Query — Get Video Metadata:
SELECT * FROM video WHERE id IN ?;
Notice how we use the “IN” operator and not “=” because we need to fetch a list of videos, not just a single video.
Schema — Video Table:
For the video table, let’s define the id as the partition key because that’s the only filter we use in the query.
Page: Watch Video
If you click on any of the “Watch” buttons, you will be redirected to a page with a video player where you can start and pause the video.
Query — Get Video Content:
SELECT * FROM video WHERE id=?;
This is a similar query to the one that runs on the Continue Watching page. Thus, the same schema will work for this query as well.
Schema — Video Table:
Page: Most Recent Videos
Finally, let’s break down the Most Recent Videos page, which is the home page of the application. We analyze this page last because it is the most complex one from a data-modeling perspective. This page lists 10 of the most recently uploaded videos that are available in the database, ordered by the video creation date.
We will have to fetch these videos in two steps: first, get the timestamps, and then get the actual video content.

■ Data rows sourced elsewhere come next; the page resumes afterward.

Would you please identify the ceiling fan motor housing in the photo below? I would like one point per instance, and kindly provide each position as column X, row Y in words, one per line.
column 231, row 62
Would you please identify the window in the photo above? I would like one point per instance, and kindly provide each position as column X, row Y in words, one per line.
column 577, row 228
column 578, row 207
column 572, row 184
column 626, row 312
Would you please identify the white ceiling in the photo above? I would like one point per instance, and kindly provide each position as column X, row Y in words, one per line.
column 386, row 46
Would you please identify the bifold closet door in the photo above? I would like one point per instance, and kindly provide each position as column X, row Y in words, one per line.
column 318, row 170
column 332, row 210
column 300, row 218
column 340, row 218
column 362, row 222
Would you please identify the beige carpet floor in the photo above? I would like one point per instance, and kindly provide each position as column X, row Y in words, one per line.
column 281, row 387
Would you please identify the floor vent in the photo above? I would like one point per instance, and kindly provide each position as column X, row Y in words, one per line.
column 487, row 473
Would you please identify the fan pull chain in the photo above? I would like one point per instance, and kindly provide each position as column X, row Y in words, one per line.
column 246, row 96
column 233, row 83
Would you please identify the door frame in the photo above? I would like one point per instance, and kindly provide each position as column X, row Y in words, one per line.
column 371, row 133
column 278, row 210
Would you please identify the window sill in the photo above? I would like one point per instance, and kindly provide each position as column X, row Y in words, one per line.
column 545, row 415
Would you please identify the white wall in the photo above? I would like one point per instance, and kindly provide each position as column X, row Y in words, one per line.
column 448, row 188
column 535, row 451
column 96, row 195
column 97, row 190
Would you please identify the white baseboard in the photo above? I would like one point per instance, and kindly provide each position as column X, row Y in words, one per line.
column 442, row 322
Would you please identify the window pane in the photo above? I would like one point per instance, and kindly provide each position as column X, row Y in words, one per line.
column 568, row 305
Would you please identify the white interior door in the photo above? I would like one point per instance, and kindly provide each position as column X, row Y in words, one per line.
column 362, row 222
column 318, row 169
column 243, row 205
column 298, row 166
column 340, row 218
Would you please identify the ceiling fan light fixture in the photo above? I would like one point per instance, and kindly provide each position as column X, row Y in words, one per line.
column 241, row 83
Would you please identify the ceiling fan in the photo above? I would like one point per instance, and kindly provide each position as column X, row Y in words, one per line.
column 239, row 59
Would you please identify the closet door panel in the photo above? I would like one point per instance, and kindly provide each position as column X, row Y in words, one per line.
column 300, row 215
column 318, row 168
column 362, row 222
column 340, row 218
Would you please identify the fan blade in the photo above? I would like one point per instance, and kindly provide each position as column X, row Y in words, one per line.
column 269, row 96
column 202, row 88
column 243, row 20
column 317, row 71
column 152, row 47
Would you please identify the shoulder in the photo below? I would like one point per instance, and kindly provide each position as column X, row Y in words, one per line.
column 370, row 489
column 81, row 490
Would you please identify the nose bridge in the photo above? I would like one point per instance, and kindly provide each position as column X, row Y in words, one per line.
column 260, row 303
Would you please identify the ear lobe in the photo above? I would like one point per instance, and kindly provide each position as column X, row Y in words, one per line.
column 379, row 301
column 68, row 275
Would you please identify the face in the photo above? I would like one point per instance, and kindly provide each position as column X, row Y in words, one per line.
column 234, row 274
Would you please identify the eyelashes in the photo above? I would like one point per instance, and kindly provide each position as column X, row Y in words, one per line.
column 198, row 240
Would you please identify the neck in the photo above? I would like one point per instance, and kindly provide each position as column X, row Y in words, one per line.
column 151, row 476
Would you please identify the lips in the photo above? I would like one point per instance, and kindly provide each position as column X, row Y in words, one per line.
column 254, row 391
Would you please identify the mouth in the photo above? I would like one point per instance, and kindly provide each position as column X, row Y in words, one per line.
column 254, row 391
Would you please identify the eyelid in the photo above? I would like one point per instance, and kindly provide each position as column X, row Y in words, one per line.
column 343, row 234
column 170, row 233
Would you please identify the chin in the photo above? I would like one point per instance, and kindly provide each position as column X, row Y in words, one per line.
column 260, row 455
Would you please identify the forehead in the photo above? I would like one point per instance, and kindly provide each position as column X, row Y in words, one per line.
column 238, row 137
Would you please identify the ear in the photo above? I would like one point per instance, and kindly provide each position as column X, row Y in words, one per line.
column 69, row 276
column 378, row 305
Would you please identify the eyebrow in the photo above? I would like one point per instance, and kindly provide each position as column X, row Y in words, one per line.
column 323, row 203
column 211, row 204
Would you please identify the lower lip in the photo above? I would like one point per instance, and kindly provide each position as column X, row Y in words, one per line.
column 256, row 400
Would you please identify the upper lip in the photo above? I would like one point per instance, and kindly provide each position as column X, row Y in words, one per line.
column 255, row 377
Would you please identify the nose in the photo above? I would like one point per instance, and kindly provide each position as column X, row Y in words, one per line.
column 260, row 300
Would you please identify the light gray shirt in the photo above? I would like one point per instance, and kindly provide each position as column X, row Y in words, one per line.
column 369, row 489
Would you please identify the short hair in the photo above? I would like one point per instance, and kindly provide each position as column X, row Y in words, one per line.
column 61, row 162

Query — Get the Timestamp of the Most Recent 10 Videos:
SELECT id, top10(created_at) AS date FROM recent_videos;
You might notice that we use a custom function called top10(). This is not a standard function in ScyllaDB. It’s a user-defined function (UDF) that we created to solve this data modeling problem. This function returns an array of the most recent created_at timestamps in the table. Creating a new UDF in ScyllaDB can be a great way to solve your unique data-modeling challenges.
These timestamp values can then be used to query the actual video content that we want to show on the page.
Query — Get Metadata for Those Videos:
SELECT * FROM recent_videos WHERE created_at IN ? LIMIT 10;
Schema — Recent Videos:
In the Recent Videos materialized view, the created_at column is the primary key, because we filter by that column in our first query to get the most recent timestamp values. Be aware that in some cases, this can cause a hot partition.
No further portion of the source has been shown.